Renata Adler: «Lancha rápida»
por Mercedes Martín
Sexto Piso, 2015. 178 págs
Leí Lancha rápida pensando en que allí había muchas historias incubándose, ninguna abortada, sino todo lo contrario. Las historias vivían precisamente porque no continuaban ni tenían ningún principio, surgían de la nada aparentemente. La verdad es que no eran historias en absoluto, es decir que esa no parece que fuera la intención de la autora y quizá ahí radica su vigencia. En realidad lo que ahora creo es que no eran sino notas sacadas de su bloc de periodista, de su ojo clínico de periodista. Porque es clínico el ojo, no romántico ni dramático ni demagógico.
Adler fue una periodista independiente y belicosa que alcanzó tanta fama en el país de la fama (Estados Unidos) que se convirtió en una estrella. Aquello fue en los setenta. Un día, de la noche a la mañana, cayó en desgracia y estuvo veinte años sin publicar. Dicen que fue por un par de críticas contra las personas equivocadas, personas con demasiado poder que se ocuparon de apagar su estrella. Pero Adler era incombustible, en 2013 despertó con un artículo que debió de causar sensación hasta el punto de que se granjeó las simpatías de una audiencia joven y descarada que la ha “resucitado”, según las malas lenguas.

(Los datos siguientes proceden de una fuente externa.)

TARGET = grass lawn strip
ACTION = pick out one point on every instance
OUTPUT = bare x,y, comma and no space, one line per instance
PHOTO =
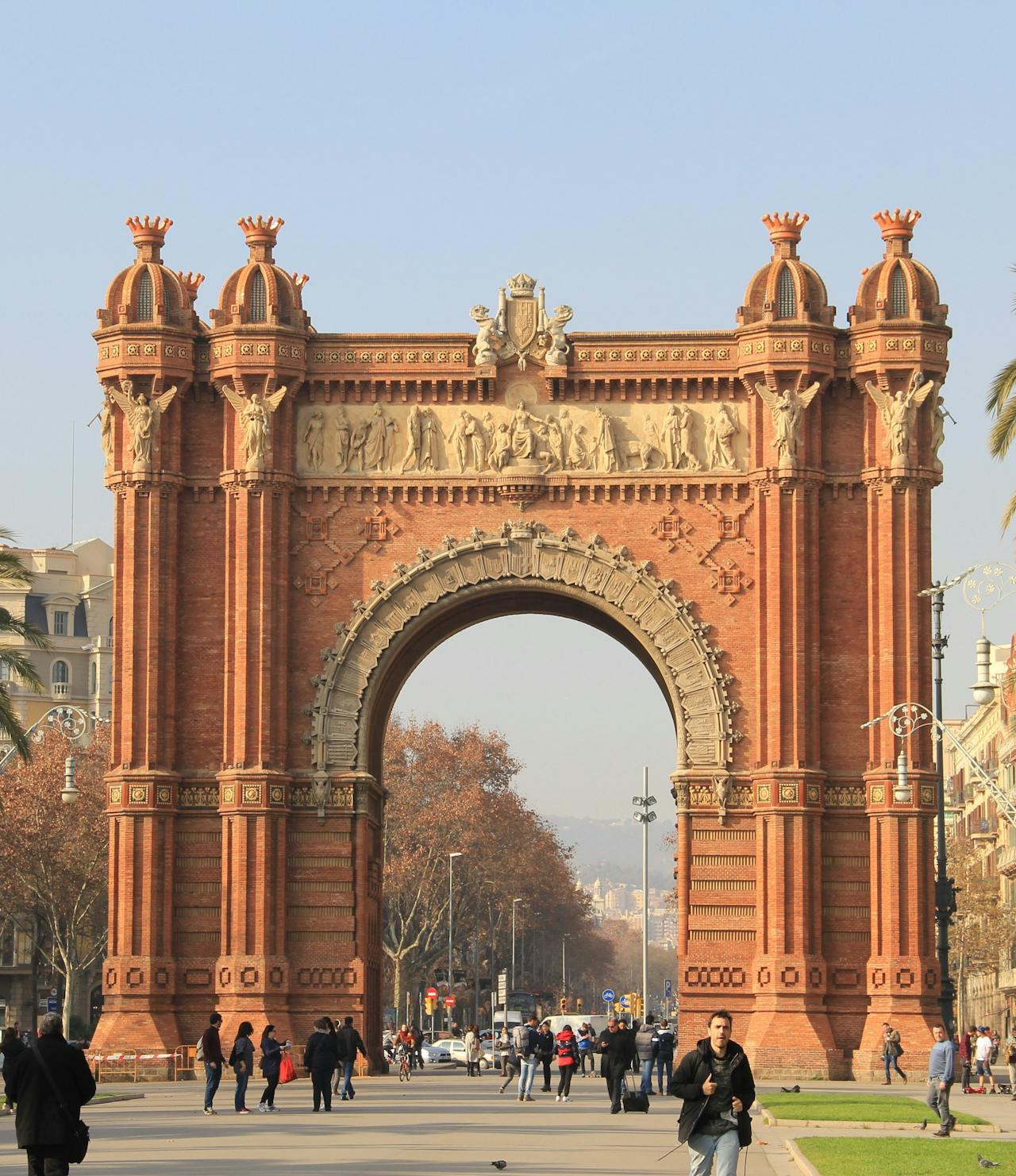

Mientras escudriño las “notas periodísticas” de Lancha rápida me imagino a una mujer que sabe poner el dedo en la llaga acerca de cuestiones profundas mientras todo lo demás sucede demasiado rápido como para que nos demos cuenta. Sin embargo, las cosas que pasan rápido ofrecen el contraste perfecto para que el lector advierta la profundidad sobre la que se destacan. Es como si, reduciendo la anécdota a la mínima expresión consiguiera que la “barca”, o “la lancha” en este caso, hiciera aguas. Y la barca es la vida misma. El efecto es demoledor: uno nunca sabe qué piensa Adler, lo que sí puede asegurar es que está perpleja. Su perplejidad y la nuestra actúan como esos líquidos reveladores de la fotografía clásica, hacen que aparezca lo importante. La anécdota corre a toda velocidad y es apenas comprensible entre la fugacidad de su escritura, pero precisamente por eso uno tiene que volver atrás y releer. En ese movimiento de ir atrás comprende el lector que la vida va demasiado rápido como para comprenderla, la vida es incomprensible: un torrente que no se puede contener ni en un párrafo ni en una historia, todas las historias son una parodia de ella, una fábula que no va a ninguna parte, y la perplejidad acompaña el sentido inevitablemente.
«No puedo creerlo”, decía la gente casi con pasión…La gente al encontrarse se mostraba atónita, incrédula. En ocasiones, la réplica era “Por el amor de Dios” como en” “¡Harry, Maude! ¡No puedo creerlo!, ¡Marilyn, vaya, por el amor de Dios!”…
Tres o cuatro frases como estas son una protohistoria, algo que nunca crecerá, pero que se burla con más fuerza si cabe que cualquier historia bien trabada. Esta reducción de las relaciones sociales a un tic, a un saludo teatral, “¡no puedo creerlo!”, tan teatral como real, por cierto. Esta reducción de los sentimientos a una frase hecha, de las relaciones a un protocolo… ¿No es por otra parte una verdad como un castillo? Y por eso mismo, ¿no quedan flotando por encima como pequeñas barcas aquellos casos que no se atienen al tic, que todavía recuerdan algo vivo, algo vivo porque es frágil y está a punto de hundirse?